Asked recently about the false press release, Mitchell, 59, blamed it on Sherekaa Osorio, his office's public relations director. "Sherekaa was in error and almost lost her job," he said. "I caught it and sent Peg Peters a note."

But in an interview last year with the newspaper, Mitchell blamed a caseworker for the false press release, saying she fed Osorio and him the wrong information.

State officials were supposed to correct the errant press release, he said. State officials say it was Mitchell's responsibility. No one corrected the public record.

Osorio this week agreed that she wrote the news release but can't remember if she ran it by her boss. She said she usually runs press releases by her bosses.

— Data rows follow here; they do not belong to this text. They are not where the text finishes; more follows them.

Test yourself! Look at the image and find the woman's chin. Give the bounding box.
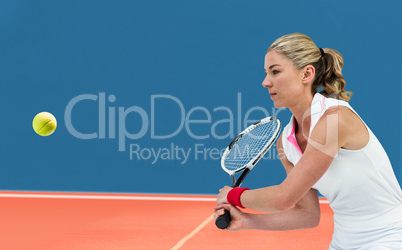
[273,102,285,109]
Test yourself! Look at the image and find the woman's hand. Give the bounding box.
[214,204,248,231]
[216,186,232,205]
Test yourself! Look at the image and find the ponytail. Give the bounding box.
[311,48,352,102]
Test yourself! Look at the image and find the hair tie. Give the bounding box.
[319,48,325,57]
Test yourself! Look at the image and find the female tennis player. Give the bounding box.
[215,33,402,249]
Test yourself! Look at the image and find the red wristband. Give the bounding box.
[227,187,250,208]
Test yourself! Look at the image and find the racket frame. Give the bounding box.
[220,116,281,188]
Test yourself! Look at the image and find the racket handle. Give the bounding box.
[215,209,231,229]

But if Ororio almost lost her job, her job evaluation a month later didn't reflect it. According to that report, written by Mitchell, Osorio "exceeded" her performance in "distribution of press releases." She also "communicates accurate information to others."

And in January 1999, Mitchell got a memo from Peters thanking him "for all your hard work and dedication." He got a 10 percent raise, maxing him out in his job classification.

Mitchell, who has headed Fulton DFACS since 1986, said, "We work in a flawed system with systemic problems. I have 1,500 [employees]; I cannot micromanage them all. If a Coca-Cola driver runs a red light and kills someone, the newspaper never goes against the head of Coke."